In his first public remarks during a trip to Canada, Pope Francis apologized to survivors of abuse at Catholic residential schools for Indigenous children.
“I am deeply sorry,” the pope said, on the grounds of a former boarding school in Maskwacis, near Edmonton.
He said his apology is a first step and that a “serious investigation” into the abuse must take place so that the trauma can be overcome.
Indigenous chief does hair for Pope Francis during trip to Canada
The pontiff is in Canada to apologize for the Church’s role in schools aimed at converting indigenous children.
The schools, funded by the Canadian government, were part of a policy to destroy Indigenous cultures.
The papal apology was met with applause from survivors in the audience, some of whom traveled from far and wide to hear the pope speak.
Francis expressed “his sadness, outrage and shame” at the actions of members of the Roman Catholic Church, which ran most residential schools in Canada.
The 85-year-old pope called the school system a “disastrous error” and asked forgiveness “for the wrong done by so many Christians” against indigenous people.
Also present at the event were Prime Minister Justin Trudeau and Governor General Mary Simon, the first Indigenous person to hold the position – whose role is to represent Queen Elizabeth II in the country, as the monarch is the head of the country. state of Canada, a constitutional government the monarchy.

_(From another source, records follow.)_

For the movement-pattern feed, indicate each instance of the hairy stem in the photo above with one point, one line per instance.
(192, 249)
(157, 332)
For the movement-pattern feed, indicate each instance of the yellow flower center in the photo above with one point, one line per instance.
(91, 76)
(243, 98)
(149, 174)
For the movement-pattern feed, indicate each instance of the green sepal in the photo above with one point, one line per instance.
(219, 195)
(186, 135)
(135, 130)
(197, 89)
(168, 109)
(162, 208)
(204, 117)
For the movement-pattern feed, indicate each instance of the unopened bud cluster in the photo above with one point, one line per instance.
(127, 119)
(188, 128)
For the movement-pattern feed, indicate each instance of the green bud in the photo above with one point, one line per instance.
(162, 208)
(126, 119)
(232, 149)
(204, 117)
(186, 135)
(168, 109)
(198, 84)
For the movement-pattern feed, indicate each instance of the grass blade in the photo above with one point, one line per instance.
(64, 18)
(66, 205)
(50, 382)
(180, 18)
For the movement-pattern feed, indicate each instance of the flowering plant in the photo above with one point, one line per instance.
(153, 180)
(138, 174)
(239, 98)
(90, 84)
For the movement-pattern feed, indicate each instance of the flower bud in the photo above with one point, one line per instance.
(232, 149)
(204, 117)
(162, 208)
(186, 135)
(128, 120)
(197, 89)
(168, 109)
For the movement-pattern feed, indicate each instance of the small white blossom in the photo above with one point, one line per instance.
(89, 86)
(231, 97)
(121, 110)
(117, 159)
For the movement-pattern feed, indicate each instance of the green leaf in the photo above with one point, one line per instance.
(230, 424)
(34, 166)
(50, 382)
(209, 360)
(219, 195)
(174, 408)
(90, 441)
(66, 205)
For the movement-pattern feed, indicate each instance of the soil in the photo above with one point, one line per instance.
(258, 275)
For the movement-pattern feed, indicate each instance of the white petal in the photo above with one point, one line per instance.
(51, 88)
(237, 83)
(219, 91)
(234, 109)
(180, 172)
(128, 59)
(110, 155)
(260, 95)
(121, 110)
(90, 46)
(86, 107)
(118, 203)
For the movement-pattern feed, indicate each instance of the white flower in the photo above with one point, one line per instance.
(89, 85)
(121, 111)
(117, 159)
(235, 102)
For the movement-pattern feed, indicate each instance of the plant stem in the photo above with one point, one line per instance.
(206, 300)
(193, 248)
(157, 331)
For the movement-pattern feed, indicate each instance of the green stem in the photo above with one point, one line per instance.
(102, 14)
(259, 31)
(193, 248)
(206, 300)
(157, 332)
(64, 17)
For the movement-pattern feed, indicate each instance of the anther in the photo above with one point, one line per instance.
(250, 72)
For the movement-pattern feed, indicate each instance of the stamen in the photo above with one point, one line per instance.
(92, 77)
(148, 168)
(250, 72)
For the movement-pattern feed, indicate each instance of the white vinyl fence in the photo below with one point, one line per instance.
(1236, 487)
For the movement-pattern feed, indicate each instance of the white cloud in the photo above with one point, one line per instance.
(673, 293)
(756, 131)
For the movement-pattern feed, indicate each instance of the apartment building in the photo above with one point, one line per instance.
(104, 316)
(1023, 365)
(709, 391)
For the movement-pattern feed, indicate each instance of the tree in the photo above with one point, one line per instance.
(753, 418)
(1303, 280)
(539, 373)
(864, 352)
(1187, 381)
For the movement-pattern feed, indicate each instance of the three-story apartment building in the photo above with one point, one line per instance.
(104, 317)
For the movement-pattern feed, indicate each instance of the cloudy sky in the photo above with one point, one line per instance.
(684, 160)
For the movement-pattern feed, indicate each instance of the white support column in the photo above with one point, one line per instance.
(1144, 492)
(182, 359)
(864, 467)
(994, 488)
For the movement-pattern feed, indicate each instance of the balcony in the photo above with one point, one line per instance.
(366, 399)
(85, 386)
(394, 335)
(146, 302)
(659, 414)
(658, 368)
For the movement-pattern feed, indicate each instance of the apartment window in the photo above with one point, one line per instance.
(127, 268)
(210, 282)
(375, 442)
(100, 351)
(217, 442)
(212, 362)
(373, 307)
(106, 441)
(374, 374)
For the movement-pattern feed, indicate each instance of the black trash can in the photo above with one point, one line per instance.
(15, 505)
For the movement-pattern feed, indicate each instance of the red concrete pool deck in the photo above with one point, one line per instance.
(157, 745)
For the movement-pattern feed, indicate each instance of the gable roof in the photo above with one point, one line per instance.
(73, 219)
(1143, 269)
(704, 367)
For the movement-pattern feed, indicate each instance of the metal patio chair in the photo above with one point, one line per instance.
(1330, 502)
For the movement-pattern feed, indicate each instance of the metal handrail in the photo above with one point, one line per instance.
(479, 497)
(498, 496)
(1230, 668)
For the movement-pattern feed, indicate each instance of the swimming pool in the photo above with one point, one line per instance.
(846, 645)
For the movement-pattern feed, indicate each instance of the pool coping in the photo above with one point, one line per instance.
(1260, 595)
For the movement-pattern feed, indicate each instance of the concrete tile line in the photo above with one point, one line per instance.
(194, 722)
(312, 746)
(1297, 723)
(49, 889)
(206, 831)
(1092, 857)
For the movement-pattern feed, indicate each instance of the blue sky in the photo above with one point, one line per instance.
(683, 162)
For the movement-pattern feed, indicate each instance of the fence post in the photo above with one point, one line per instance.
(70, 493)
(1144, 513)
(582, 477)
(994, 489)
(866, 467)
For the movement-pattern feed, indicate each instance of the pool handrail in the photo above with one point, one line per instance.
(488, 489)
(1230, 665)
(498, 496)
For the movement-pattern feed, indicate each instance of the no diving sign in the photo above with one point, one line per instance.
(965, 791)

Ahead of his address, the pope met privately with local church leaders and led a silent prayer at Ermineskin Cree Nation Cemetery, where there are identified – and likely unidentified – graves of boarding school students. .
The former site of the Ermineskin boarding school, one of the largest in Canada, is the first stop on the pope’s journey – which the pontiff has called “a pilgrimage of penance.”
Many have called on the pope to apologize for the role the Catholic Church has played in running up to 70% of boarding schools in Canada.
Schools began operating in the 1870s, with the last closed in 1996. During this time, approximately 150,000 First Nations, Métis and Inuit children were removed from their homes and interned in these facilities.
The pope’s statements on Monday (7/25) follow a historic April apology to an indigenous delegation to the Vatican, at the time Francis said boarding schools were a cause for “pain and shame.”
The apology was welcomed by indigenous leaders, but some urged the pope to act.
Also in Edmonton, the Pope will visit the Church of the Sacred Heart of First Peoples, Canada’s first national parish.